Importantly, the bill would also increase the amount of cannabis that so-called “micro businesses” are allowed to grow. Under current law, they can grow up to 200 mature plants. Senate Bill 100 increases this to 1,000 plants.

“It creates fairness within the industry,” Reyes told lawmakers. The Cannabis Control Division has already increased the number of plants for other types of growers, but needs legislative approval to do so for micro businesses, he explained.

At the February 3 meeting, public commentator Jason Barker voiced his opposition to the bill: “This bill does nothing positive for micro-cannabis businesses,” Barker said. And Barker feared that an increased number of factories would increase water consumption and possibly cause licensing issues for applicants, as they are required to show proof of water rights to receive a license from production.

Others spoke in favor of the bill. Dick Wilkinson, the director of the New Mexico Veteran’s Cannabis Alliance, supported increasing the number of plants. “We collectively believe that the ability [for small producers] being competitive in a larger market will be served by change,” Wilkinson said.

The committee eventually proposed a substitute for the original bill and voted in favor of it. Now it goes to the Senate Judiciary Committee.

In addition to cannabis, here are some key topics to watch today:

State budget

  • Today, the Senate Finance Committee will meet to discuss a bill. On the agenda is the latest update of the state budget.
  • House Bill 2, known as the General Appropriations Act, will distribute billions of funds among agencies across the state.
  • The latest surrogate bill includes more than $8 billion. Among the beneficiaries are state and education employees, who would receive an average salary increase of 7%, according to a report by the Legislative Finance Committee (LFC).
  • Law enforcement would also get a boost, with nearly $700,000 for officer training and oversight. Victims of crime could also benefit from increased funding; the bill would send $2.6 million more than last year to the Criminal Injuries Reparations Commission, according to the LFC.

Educational retreats

  • Today, the House Education Committee will meet to discuss the legislation.
  • They will consider SB 36, which increases employer contributions to the educational retirement fund by a few percentage points.
  • Defined benefit retirement funds support public school, charter school, and higher education employees. The Educational Retirement Board currently does not have enough money to pay all the retirement benefits it has promised, according to a report by the Legislative Finance Committee. They are missing more than $23 million, according to the report.
  • The increase in employer contributions could help make up for this difference.

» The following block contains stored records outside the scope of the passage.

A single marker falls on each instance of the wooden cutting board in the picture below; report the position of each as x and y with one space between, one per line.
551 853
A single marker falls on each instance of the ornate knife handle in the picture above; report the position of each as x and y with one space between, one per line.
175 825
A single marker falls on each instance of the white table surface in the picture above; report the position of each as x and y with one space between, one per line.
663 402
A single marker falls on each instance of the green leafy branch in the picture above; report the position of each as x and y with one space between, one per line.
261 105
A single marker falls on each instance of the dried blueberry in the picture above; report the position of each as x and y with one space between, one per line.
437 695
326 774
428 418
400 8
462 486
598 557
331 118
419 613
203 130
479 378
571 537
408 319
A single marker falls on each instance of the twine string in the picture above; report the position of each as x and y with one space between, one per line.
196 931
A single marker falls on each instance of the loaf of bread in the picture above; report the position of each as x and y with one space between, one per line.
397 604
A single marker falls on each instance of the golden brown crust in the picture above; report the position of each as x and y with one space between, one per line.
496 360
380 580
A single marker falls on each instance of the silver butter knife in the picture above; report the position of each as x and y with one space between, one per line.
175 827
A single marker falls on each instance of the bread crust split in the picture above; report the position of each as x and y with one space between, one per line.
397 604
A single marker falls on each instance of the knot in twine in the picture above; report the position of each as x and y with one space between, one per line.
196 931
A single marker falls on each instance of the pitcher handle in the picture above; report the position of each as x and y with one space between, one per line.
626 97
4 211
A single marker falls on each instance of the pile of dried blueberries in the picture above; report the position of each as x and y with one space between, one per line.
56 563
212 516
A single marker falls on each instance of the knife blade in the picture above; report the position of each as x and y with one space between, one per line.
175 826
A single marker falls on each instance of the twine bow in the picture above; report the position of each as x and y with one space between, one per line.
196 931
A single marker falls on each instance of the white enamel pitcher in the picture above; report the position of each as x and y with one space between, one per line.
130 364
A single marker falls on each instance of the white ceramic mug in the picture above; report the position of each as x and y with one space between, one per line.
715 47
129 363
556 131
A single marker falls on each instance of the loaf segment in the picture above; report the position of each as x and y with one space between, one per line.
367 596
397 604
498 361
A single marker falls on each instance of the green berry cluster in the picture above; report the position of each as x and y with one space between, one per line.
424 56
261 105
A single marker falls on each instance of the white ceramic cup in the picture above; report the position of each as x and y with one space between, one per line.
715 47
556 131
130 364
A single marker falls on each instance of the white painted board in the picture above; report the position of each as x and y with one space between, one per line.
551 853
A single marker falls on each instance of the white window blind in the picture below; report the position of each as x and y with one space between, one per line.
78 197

Public-private partnerships

  • Today, the Senate Judiciary Committee will meet to consider Bill 55.
  • The bill would allow state agencies to partner with private companies to develop public projects. In particular, the bill focuses on public transport or broadband telecommunications projects.
  • New Mexico currently does not have clear statewide guidelines on public-private partnerships, according to a report by the Legislative Finance Committee. As a result, the state may miss out on potential partnerships that could benefit the public.